Abdel Ross Wentz
A leading historian, teacher, pastor, administrator, and international world figure, Abdel Ross Wentz (1883-1976) utilized his literary and organizational skills to usher Lutheranism into a world arena. His efforts in authoring a Lutheran World Federation (LWF) constitution and in forming the World Council of Churches (WCC) helped establish a strong Lutheran voice in discussion about international relief, reconstruction efforts, and ecumenical church unity.
Abdel R. Wentz was born on October 8, 1883. After graduating from Pennsylvania College, Gettysburg, Pennsylvania, in 1904, Wentz received a ministerial degree from Gettysburg Lutheran Theological Seminary, Gettysburg, Pennsylvania, in 1907.
Wentz began his professional career in 1909 as a professor of general history at Pennsylvania College. In 1916, he transferred to his other alma mater, Gettysburg Lutheran Theological Seminary, to teach church history. In 1940, Wentz became president of the Gettysburg Seminary, a position he held until 1951.
Wentz’s contribution to American and international Lutheranism is tied to his strong scholarship and leadership abilities. As a historian, he authored and edited numerous books and articles key to Lutheran historiography. As a member of the American Bible Revision Committee, he helped prepare the text for the Revised Standard Version of the New Testament. In addition, Wentz served as President of the American Society of Church History from 1931-32 and as curator of the Lutheran Historical Society.
As a pastor in the United Lutheran Church in America, Wentz served on this body’s executive board (1924-32) and on its Board of Foreign Missions (1940-52). In 1944, he was appointed President of the Missions Board. In addition, Wentz served on the National Lutheran Council’s Executive Committee from 1948-54.
As a world figure, Wentz is known best for his leadership in the Lutheran World Convention (LWC), LWF, and the WCC. His involvement in the LWC, an international Lutheran organization designed to coordinate Lutheran relief and reconstruction efforts, dates to its formation in the early 1920s. One of Wentz’s greatest contributions to the LWC was made as chairman of the Committee on Constitution. At the fourth convention in Lund, Sweden, the LWF was created to replace the LWC. Designed as an organization of world Lutheranism with clear purposes and well defined functions, the LWF took Wentz’s constitutional draft as its guiding document. Wentz served as a vice president of this organization from 1947-52. Wentz’s role in the World Council of Churches can also be traced to the organization’s founding.
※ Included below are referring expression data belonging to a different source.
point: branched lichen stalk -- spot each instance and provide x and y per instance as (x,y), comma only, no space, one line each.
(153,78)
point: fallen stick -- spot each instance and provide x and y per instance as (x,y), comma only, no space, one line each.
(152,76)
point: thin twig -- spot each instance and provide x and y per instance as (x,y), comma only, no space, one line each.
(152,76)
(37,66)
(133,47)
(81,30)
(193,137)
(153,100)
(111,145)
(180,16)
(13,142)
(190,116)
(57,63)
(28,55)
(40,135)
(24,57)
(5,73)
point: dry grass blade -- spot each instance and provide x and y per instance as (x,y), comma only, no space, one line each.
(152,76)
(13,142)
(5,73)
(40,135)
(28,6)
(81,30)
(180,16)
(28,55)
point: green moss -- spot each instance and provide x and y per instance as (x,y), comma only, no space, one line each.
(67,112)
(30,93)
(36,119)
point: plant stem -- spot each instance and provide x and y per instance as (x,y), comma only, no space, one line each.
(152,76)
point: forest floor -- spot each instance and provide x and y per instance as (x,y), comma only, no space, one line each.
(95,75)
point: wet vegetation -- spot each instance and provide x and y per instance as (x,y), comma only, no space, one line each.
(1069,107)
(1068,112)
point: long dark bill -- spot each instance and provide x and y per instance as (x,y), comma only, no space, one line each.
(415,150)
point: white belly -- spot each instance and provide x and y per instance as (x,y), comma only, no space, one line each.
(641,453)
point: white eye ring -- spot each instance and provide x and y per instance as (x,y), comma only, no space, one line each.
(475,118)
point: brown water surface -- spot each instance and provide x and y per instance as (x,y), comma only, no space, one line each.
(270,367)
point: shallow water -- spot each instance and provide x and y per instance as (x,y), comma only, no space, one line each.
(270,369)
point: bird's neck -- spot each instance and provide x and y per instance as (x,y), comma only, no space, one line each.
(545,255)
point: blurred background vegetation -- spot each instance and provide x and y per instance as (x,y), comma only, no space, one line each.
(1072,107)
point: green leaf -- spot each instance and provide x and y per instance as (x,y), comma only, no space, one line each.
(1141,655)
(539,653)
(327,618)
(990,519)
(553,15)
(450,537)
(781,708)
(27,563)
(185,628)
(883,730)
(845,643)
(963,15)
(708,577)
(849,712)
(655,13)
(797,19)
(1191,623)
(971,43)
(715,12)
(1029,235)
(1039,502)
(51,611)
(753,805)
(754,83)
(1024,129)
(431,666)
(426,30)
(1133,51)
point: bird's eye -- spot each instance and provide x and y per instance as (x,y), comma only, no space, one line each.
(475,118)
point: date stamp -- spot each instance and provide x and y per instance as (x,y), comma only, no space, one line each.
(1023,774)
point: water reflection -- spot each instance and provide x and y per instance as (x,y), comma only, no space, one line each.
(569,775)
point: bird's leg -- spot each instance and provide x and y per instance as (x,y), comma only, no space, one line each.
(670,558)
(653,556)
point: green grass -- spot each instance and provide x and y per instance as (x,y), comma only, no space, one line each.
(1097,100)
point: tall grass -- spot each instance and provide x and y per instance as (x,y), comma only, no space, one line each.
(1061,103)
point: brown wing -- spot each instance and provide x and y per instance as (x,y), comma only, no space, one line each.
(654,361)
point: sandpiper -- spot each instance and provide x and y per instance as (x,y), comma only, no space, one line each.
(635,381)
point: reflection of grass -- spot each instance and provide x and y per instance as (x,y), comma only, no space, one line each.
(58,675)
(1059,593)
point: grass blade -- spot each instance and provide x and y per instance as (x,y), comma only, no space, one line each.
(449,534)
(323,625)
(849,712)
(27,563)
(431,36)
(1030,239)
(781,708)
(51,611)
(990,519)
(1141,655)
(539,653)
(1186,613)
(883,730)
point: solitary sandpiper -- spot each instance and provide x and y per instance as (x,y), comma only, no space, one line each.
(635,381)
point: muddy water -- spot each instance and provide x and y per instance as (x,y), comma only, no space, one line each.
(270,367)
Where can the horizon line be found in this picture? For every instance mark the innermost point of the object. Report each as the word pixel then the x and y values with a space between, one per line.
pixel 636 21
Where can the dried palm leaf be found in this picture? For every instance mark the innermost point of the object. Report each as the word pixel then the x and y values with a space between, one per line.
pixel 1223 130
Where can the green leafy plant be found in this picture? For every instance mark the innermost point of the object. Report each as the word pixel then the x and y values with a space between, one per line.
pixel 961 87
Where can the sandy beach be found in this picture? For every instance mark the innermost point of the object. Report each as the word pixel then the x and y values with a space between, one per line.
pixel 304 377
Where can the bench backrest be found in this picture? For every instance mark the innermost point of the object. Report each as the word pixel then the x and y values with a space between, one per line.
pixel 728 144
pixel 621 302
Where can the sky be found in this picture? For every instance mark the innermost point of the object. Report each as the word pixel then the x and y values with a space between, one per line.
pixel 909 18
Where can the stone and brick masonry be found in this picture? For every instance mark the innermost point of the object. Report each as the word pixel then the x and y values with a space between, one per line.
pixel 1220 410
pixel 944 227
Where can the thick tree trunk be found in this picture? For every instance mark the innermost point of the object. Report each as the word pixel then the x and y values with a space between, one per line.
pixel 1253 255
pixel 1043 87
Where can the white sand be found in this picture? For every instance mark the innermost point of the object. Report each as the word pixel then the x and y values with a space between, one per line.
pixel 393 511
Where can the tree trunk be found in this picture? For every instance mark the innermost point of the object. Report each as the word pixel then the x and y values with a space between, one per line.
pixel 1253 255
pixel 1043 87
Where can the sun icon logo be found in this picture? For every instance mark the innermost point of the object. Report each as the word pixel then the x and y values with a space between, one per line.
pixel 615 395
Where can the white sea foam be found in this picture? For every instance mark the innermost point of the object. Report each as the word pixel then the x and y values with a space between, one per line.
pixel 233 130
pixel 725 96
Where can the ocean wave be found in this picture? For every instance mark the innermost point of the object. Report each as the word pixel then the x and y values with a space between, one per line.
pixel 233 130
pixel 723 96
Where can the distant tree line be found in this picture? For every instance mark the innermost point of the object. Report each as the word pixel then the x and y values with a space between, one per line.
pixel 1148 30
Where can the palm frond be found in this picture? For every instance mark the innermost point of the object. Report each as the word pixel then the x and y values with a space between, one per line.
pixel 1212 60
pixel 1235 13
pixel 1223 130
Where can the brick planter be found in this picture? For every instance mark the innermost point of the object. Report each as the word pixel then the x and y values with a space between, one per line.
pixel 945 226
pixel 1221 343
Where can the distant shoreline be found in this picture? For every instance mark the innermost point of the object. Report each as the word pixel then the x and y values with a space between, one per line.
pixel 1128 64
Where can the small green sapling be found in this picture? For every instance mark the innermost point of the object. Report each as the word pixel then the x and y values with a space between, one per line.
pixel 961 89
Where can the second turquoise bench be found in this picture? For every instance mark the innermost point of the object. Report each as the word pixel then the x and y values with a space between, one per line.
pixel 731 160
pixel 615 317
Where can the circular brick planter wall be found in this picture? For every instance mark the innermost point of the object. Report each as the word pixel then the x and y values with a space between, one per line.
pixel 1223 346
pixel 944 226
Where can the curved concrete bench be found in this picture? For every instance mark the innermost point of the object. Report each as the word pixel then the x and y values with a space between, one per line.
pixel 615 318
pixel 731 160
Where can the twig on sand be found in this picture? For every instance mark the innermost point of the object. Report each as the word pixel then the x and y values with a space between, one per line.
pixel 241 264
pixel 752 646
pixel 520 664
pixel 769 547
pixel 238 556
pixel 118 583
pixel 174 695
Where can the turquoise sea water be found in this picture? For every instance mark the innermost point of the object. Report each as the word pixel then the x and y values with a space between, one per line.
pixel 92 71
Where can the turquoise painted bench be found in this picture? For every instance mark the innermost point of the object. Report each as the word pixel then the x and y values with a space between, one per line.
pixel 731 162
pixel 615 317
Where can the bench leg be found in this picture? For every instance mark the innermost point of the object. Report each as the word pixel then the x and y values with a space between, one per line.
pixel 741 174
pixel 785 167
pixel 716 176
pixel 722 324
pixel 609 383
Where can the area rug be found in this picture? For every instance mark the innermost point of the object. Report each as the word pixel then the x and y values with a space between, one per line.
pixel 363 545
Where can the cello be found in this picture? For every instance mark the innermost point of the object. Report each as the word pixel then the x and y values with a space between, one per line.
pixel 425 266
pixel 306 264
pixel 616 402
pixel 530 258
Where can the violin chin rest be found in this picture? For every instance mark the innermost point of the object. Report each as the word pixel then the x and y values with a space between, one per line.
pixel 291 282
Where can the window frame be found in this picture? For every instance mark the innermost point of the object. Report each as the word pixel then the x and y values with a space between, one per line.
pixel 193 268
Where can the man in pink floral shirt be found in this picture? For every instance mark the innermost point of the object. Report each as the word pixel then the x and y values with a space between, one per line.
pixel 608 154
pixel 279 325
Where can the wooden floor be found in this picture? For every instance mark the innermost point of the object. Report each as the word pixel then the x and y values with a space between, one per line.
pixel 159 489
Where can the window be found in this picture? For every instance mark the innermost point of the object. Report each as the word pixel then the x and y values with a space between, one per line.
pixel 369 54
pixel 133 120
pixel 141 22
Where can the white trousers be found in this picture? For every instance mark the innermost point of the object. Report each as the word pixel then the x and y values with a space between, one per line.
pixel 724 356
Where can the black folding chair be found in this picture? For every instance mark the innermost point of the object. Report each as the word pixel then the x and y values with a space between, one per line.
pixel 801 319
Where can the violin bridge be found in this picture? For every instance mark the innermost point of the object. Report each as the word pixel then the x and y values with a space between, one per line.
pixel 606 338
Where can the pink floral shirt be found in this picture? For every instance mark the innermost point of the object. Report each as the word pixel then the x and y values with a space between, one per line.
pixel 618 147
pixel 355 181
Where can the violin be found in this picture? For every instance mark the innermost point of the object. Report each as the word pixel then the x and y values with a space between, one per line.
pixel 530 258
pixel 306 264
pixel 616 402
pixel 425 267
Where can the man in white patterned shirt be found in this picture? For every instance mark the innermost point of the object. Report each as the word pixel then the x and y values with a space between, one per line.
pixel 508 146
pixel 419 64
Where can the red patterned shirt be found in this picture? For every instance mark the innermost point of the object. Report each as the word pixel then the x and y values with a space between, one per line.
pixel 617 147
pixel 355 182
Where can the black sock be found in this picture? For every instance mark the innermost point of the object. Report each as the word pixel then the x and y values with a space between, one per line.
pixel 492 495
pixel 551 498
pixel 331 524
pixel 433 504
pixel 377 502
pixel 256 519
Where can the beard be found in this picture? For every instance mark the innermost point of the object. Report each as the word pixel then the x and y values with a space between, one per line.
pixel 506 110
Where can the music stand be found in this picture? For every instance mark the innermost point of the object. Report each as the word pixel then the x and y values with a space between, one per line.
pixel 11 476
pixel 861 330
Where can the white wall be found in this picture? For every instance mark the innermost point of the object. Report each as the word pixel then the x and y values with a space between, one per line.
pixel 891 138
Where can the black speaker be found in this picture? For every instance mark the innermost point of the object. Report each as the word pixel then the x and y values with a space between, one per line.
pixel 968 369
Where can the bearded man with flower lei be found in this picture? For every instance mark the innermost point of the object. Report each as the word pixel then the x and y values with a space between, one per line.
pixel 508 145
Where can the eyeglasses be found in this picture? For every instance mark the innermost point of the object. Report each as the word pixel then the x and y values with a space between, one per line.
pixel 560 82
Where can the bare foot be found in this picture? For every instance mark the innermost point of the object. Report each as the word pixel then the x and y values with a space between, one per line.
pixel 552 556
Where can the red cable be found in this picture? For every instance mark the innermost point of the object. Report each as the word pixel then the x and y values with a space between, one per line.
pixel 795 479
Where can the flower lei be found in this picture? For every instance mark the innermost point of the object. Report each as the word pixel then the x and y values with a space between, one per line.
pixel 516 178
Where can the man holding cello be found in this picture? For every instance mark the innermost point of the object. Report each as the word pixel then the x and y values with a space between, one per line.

In 1956, Wentz retired from Gettysburg Lutheran Theological Seminary. After teaching two years at Lutheran Theological Southern Seminary in Columbia, South Carolina, he devoted the rest of his life to research and writing. Description:
The Abdel Ross Wentz papers (1921-48) document his involvement in three organizations: LWC, LWF, and the WCC. These records include minutes, reports, agenda, memoranda, correspondence, official documents (such as the LWF constitution), notes, and news releases. The bulk of Wentz’s papers are held by the Lutheran Theological Seminary in Gettysburg, Pennsylvania. The collection is also available on microfilm.